Germany charges ex-Steinhoff managers with balance sheet fraud
BERLIN - German prosecutors have filed charges against three former managers at South African retailer Steinhoff for balance sheet fraud, three years after the company first revealed holes in its accounts.
The Oldenburg prosecutor’s office said on Thursday it had
filed charges against the trio for allegedly manipulating the balance sheet by
including fictitious transactions worth more than 1.5 billion euros ($1.8
billion).
The managers, who were not named, are also accused of
over-valuing real estate by 820 million euros, investigators said.

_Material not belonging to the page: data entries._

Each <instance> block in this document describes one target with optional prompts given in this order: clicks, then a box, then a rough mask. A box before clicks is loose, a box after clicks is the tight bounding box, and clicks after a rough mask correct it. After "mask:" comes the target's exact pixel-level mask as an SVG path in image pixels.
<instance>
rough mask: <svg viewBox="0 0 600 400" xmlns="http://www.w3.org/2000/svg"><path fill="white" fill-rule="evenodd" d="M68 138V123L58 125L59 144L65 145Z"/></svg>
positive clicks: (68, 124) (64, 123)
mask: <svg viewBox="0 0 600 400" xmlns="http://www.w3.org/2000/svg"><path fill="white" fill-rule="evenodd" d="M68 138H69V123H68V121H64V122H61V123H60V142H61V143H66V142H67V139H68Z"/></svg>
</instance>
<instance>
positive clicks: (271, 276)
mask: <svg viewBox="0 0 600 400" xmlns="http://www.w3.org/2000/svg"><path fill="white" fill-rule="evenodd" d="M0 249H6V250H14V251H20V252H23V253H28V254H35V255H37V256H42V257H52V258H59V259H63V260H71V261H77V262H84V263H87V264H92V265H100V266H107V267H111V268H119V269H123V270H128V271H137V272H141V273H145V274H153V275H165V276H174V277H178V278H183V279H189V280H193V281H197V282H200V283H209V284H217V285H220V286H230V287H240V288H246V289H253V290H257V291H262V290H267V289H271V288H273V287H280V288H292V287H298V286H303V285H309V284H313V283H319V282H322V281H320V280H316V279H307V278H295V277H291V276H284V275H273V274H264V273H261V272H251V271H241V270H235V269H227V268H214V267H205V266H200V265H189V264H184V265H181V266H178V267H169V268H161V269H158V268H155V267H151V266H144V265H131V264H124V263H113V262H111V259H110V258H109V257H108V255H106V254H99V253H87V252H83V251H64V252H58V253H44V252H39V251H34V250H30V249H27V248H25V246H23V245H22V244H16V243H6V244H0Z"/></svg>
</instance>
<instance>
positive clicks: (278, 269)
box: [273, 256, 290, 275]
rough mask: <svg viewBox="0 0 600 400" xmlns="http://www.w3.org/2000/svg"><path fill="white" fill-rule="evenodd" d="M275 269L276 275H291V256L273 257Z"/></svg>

The German regional court must now decide whether to open
proceedings against the managers. Balance sheet manipulation is punishable by
up to three years in prison.
Steinhoff, which has its operational headquarters in
Stellenbosch near Cape Town in South Africa and traces its roots to Westerstede
near Bremen in Germany, declined to comment.
Steinhoff first disclosed the hole in its accounts in
December 2017, shocking investors who had backed its reinvention from a small
South African outfit to a multinational retailer at the vanguard of the
European discount furniture retail industry.
In the country’s biggest corporate scandal, an investigation
carried out by PwC found in 2019 that the firm recorded fictitious or irregular
transactions totalling 6.5 billion euros between its 2009 and 2017 financial
years.
The PwC investigators found a small group of former
Steinhoff executives and individuals from outside the company, implemented the
deals, which substantially inflated the group’s profit and asset values.
The retailer, whose budget furniture, clothes and homeware
businesses span four continents, is now focused on lowering its nearly 10
billion-euro debt by selling assets and parts of its core businesses, like a
potential listing of Pepco Group in Europe.